The two most important features that the RFM identified were AST and GGT, both enzymes produced by the liver. This finding aligns with expectations, as elevated levels of AST and GGT often indicate liver damage or bile duct issues. Given that Hepatitis C progressively damages the liver, increased levels of these enzymes are consistent with the disease’s effects. Both AST and GGT were highly correlated in the heatmap and showed skewed histograms with valuable insights and outliers. Thus, it is logical that the model identified these features as significant predictors.


![download-7.png](attachment:download-7.png)

### Conclusion
After evaluating multiple machine learning models, including Gini Impurity, Entropy, Random Forest (RFM), and Support Vector Machine (SVM), the Random Forest model proved to be the most effective classifier for this dataset. It outperformed the SVM in terms of accuracy, balanced accuracy, precision, recall, and F1 score. 

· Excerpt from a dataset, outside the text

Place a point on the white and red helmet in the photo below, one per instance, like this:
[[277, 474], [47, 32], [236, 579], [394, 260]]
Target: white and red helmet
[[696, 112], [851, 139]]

The confusion matrix for RFM showed that Class 0 had the highest accuracy and Class 3 was perfectly classified. Class 1 had some confusion with Class 2. Overall, the model achieved an accuracy of 0.75, balanced accuracy of 0.82, precision of 0.88, recall of 0.75, and an F1 score of 0.73, indicating strong performance with room for improvement in recall and F1 score.


The ROC/AUC scores were excellent, with Class 0 at 0.99, Class 1 and Class 2 at 0.95, and Class 3 at 1.00, showing superior class discrimination. However,the cross-validation results, ranging from 0.50 to 0.80 with a mean score of 0.68, suggested some overfitting and sensitivity to data splits.
To enhance the model, exploring SMOTE for class balance, focusing on advanced feature engineering, implementing k-fold cross-validation, and considering Gradient Boosting could be beneficial. The RFM's strength in classifying Class 0 and Class 3 aligns with the significant differences in lab results between patients with and without Hepatitis C, indicating that a binary classification model might offer improved results.


### Industry Impact of Model 
The Random Forest Model's ability to accurately predict the presence and stages of Hepatitis C can significantly benefit medical providers and patients by reducing the need for costly ultrasound and diagnostic testing. By providing reliable predictions of Hepatitis C stages, the model can help streamline the diagnostic process, saving both time and money for providers and patients alike. This can lead to more efficient resource allocation and potentially lower healthcare costs.